CASTELLA in the Prince Christian passage

From Greenland to Nova Scotia: "New World in Sight!

CASTELLA stayed in Greenland for 3 weeks. Hopping from inlet to inlet, dropping anchor in barren, empty bays or berthing in the few settlements. When ferrying out by dinghy to the shore, the shotgun became their life insurance: Wild polar bears are a constant risk in Greenland. Happily, they had never to deal with an aggressive encounter. Nature was as jaw dropping and inspiring, as was meeting with the people. Their welcoming culture, friendliness and curiosity created many happy memories. “Sailing along Greenland and the adventures would fill a whole book”, Marianne says: It´s as wonderful as you think of it to be, but also so different from what you have in your mind.

“Sailing along Greenland and the adventures would fill a whole book”, Marianne says: "It´s as wonderful as you think of it to be, but also so different from what you have in your mind."

Making her way up North along the southwest coast of Greenland, CASTELLA met only very few other yachts, but made friends with many sailors. The little settlement of Narsarsuaq with not more than 130 inhabitants was the last stop: Here, international flights use to land and another crew change could be organized for the last leg: Finally, they would reach the ”new world”!

Starting the third and longest leg to Halifax on Nova Scotia, this would be the longest leg of them all. That is why they replenished their provisions as much as they could and finally set sail in Qaqortoq, the largest settlement in South Greenland, with only 3500 habitants. It is Greenland´s center for seal-produce (all of which is strictly forbidden in any case in Europe).

"...in the Labrador Sea, the crew must continue to consult the ice charts and remain on the alert for icebergs which, even in summer, drift southwards..."

CASTELLA made good progress in nice winds, averaging 6 knots SOG. Leaving the coastline of Greenland which during summer is for the most part free of ice. Leaving the fog and leftover drifting ice behind, very slowly air temperature began to rise again. Nevertheless, the crew still had to study the ice charts in the Labrador Sea and keep watch for icebergs, which also drift southwards in summer with the Labrador Current.

After five days of great sailing, the last of which was a quick close hauled upwind passage, CASTELLA´s crew saw the first signs of land: America! “It´s strange to say, but we could really smell the forest from so far ahead!”, says Markus. On a very clear day they landed in Lewisporte, Newfoundland. They stayed a few days and finally reached Halifax on August, the 17th. The crew had to spend a few days, weathering a passing Hurricane which did no harm at all, before finally arriving at the Royal Nova Scotia Yacht Squadron, America’s oldest Yacht Club – the end of an almost 4.000 miles long journey.

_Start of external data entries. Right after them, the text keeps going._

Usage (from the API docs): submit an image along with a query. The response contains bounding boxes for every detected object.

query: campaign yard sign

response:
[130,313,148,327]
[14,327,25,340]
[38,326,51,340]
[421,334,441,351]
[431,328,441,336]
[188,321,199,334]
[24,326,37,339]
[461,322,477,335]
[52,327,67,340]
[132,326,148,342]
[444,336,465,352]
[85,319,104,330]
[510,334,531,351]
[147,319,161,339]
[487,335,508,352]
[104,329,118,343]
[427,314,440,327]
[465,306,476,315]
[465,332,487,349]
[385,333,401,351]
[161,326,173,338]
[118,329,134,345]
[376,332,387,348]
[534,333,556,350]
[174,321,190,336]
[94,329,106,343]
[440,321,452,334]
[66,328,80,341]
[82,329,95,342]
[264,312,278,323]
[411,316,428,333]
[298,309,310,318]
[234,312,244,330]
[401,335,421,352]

"It's strange to say, but you could really smell the forest from so far ahead," says Markus.

A brave ship, indeed!

What for other ships may be the “baptism in fire”, was more a “baptism in ice” for CASTELLA. Tackling such a long and challenging route is quite an undertaking. Apart from the – admittedly enervating but overall harmless – setbacks due to failing little parts, the boat more than lived up to its reputation. “She indeed is a very stable and rugged platform, instilling a feeling of real safety even into guests who have not much offshore experience”, Markus says. Marianne adds that CASTELLA has proven her storm-rigidity on many occasions since the handover in 2022.

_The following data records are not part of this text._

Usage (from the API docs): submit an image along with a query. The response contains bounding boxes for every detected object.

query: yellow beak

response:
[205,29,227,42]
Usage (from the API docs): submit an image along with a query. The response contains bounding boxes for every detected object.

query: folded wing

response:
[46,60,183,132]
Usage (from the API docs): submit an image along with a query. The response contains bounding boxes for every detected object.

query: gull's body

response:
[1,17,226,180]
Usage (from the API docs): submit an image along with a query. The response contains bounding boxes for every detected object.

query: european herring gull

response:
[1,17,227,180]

“She indeed is a very stable and rugged platform, instilling a feeling of real safety even into guests who have not much offshore experience”, Markus says.

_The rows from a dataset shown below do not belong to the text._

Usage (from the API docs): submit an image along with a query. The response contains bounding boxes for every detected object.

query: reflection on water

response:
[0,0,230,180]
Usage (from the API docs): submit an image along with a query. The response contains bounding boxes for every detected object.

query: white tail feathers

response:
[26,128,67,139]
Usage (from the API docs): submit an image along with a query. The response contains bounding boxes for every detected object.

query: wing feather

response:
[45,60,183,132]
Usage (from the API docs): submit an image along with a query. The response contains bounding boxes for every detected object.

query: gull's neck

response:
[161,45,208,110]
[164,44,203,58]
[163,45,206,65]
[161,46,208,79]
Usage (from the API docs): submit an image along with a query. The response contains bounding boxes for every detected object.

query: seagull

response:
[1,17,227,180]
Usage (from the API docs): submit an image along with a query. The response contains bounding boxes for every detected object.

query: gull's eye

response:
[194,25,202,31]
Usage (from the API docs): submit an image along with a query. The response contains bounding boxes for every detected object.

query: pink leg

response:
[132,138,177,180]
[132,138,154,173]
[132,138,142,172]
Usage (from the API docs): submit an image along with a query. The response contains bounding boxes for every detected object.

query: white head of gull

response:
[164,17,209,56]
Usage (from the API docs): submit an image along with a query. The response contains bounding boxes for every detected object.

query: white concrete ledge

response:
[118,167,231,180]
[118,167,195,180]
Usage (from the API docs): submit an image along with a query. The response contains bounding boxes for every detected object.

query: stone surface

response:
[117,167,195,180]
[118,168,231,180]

Being skilled sailors before and having collected hundreds and hundreds of nautical miles with CASTELLA, our customer couple confirms that the Viking Route was indeed the most challenging and exciting trip so far. After completing the Viking Route, they are once again 100% reassured about their capabilities and those of their fine, brave yacht, continuing their offshore journey with bold confidence.